[From upper cover]: Swimmer, 114th Book.
Offset printed black & white illus. throughout. Leporello (160 x 115 mm. closed), printed pictorial label on upper board, stiff paper boards. Rochester: Visual Studies Workshop, 1986.
One of Keith A. Smith’s works in leporello format, based on the pen and ink drawings from his unique Book 73 (1978-79), complemented with a poem by the artist; printed offset in an edition of 300. This work is dedicated to the photographer Philip Lange.
In his auto-bibliography, 200 Books, Smith (b. 1938) explains the origin of this piece, “I have always been afraid of water. I never took showers, only baths. Even then I filled the tub with only one to two inches of water and dampened my wash cloth to spot bathe. When I was 44, Philip Lange said he would teach me how to swim. He told me to start by taking baths with the tub half filled with water and to dip my head under. Then I was ready to go to the pool with him. He had taught many to swim, including babies. When we got to the pool the first time he said to me, ‘If you start to drown I will not save you; you might pull me under.’ This did nothing to increase my confidence in him, but he did teach me to swim and even to dive into the water. I still hate water, but can take showers. I have not gone swimming again since this book was made…
“It was important that the figures not be limited to the page size, but could be two or more pages wide. The final figure takes five pages. Yet the book is to be seen also in the manner of a codex, page by page, so the drawing on a single page or a two-page spread must be attractive.”
A scarce artist’s book, in pristine condition. Signed by the artist on the upper cover.
❧ K. Smith, 200 Books (2000), pp. 198-200.

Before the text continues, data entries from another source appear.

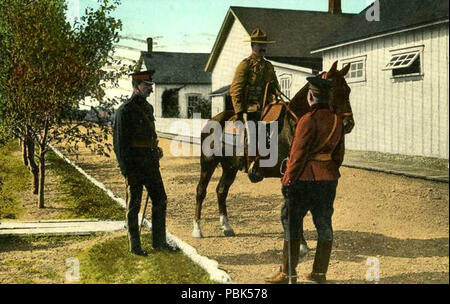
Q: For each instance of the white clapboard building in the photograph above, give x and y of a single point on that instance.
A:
(295, 33)
(399, 76)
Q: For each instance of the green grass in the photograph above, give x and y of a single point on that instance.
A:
(83, 199)
(111, 263)
(14, 180)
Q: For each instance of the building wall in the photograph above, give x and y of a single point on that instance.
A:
(156, 98)
(185, 128)
(407, 116)
(217, 105)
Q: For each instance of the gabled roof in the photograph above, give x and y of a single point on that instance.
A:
(394, 15)
(295, 31)
(177, 68)
(220, 91)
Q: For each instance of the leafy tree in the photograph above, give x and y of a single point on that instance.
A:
(50, 69)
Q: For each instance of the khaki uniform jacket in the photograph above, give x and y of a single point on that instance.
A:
(249, 84)
(311, 132)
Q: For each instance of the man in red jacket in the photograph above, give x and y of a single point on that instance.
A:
(310, 182)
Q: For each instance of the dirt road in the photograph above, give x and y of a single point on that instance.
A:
(402, 222)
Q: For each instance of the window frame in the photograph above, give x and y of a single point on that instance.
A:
(356, 60)
(188, 106)
(283, 79)
(407, 51)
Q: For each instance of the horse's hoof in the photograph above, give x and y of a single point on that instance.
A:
(254, 175)
(197, 234)
(229, 233)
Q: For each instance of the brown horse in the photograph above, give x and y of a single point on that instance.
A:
(298, 106)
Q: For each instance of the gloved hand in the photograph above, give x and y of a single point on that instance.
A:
(286, 190)
(349, 123)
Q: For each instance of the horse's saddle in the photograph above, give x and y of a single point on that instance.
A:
(236, 128)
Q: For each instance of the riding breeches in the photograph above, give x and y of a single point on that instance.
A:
(152, 181)
(314, 196)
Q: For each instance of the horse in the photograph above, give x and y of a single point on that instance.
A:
(339, 103)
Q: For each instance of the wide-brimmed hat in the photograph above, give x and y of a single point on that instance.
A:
(145, 76)
(259, 36)
(319, 86)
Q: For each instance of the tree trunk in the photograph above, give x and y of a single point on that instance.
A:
(42, 151)
(41, 179)
(32, 166)
(23, 149)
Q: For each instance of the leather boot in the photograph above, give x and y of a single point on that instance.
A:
(321, 262)
(159, 228)
(282, 276)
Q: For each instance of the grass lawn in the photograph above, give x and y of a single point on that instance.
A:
(110, 263)
(81, 198)
(104, 258)
(14, 179)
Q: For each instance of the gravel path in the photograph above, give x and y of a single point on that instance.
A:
(402, 222)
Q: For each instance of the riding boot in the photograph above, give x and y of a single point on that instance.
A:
(159, 228)
(135, 241)
(282, 277)
(321, 262)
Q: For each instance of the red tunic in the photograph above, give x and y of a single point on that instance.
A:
(309, 158)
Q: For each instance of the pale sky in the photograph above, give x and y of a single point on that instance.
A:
(192, 25)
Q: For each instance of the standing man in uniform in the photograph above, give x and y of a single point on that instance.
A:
(251, 78)
(310, 182)
(138, 155)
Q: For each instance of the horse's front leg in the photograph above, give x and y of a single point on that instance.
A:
(227, 179)
(207, 170)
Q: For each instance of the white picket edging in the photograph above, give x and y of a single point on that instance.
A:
(210, 266)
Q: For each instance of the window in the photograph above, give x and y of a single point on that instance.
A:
(193, 100)
(357, 70)
(285, 84)
(405, 62)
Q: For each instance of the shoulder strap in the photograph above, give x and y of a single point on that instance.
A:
(144, 115)
(327, 140)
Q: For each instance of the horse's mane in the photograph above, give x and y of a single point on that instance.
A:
(299, 104)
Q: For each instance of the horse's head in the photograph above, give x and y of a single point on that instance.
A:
(340, 95)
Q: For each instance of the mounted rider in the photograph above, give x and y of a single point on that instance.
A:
(254, 79)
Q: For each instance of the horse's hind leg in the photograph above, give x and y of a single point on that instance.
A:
(207, 170)
(227, 179)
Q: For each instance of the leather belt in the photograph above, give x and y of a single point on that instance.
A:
(322, 157)
(145, 145)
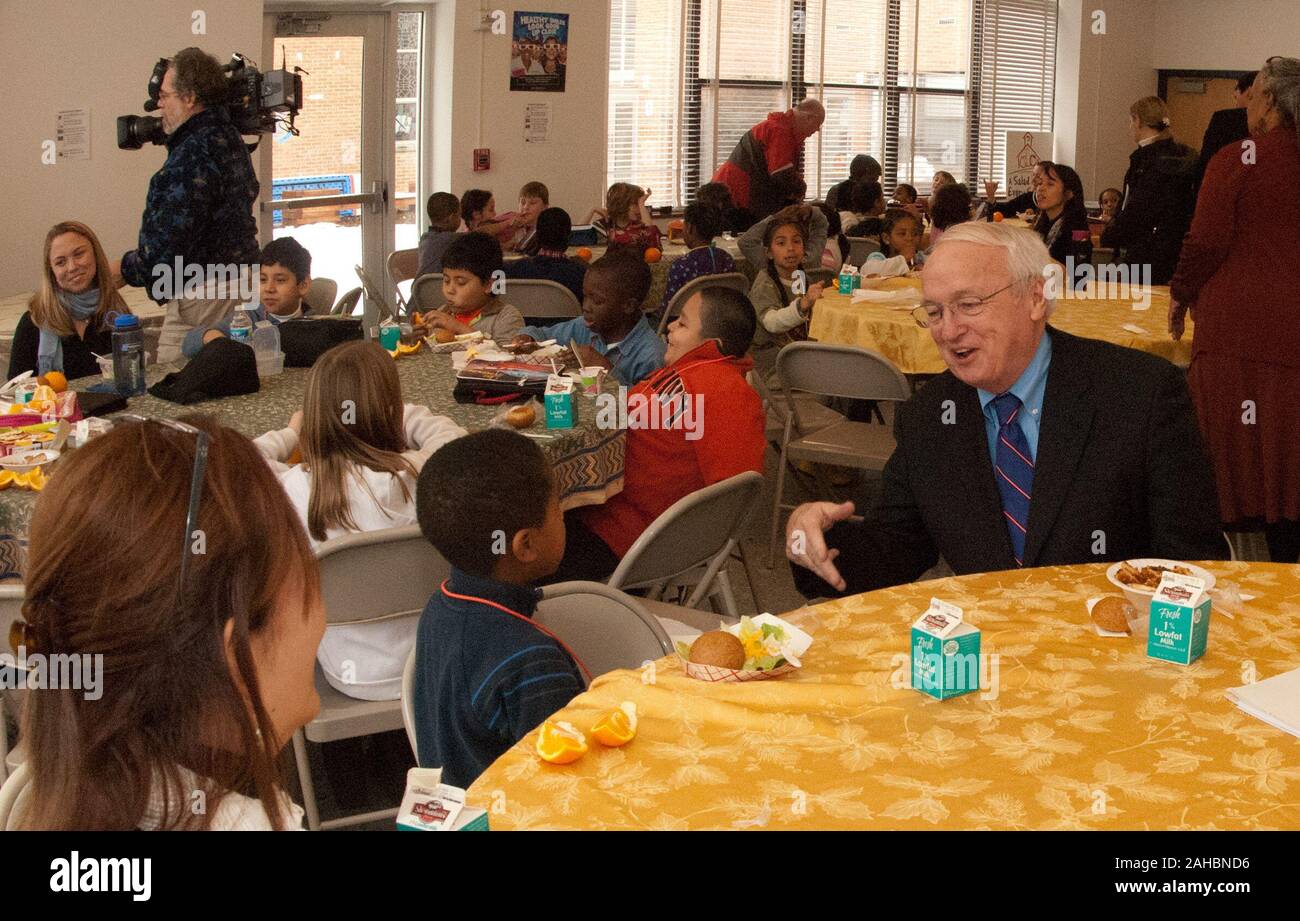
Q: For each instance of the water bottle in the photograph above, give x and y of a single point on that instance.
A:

J. Drucker, The Century of Artists’ Books (2004 ed.), p. 140-“Accordion books…have the uninterrupted flow of a scroll while also functioning as a book whose pages and openings can be accessed at any point in the sequence. Keith Smith’s Swimmer (1986) takes full advantage of this aspect of the accordion-fold work. A continuous text runs along the work as a footer — linguistic and linear — while the image of a naked male swimmer (dreamer?) floats through the blank fluid space. The movement of the body renders the space liquid, unfettered, unbound by limiting coordinates though it is literally the same surface which holds and supports the text. The duality of representation — the tension between surface and illusion — is thus manifest as is the other tension — that of flow and break which is the basic internal dialogue of a book form. Part of Smith’s skill is maximizing this tension even with the large open drawing of a figure which crosses boundaries between what he calls the ‘frames’ which are the panels of the accordion-fold work."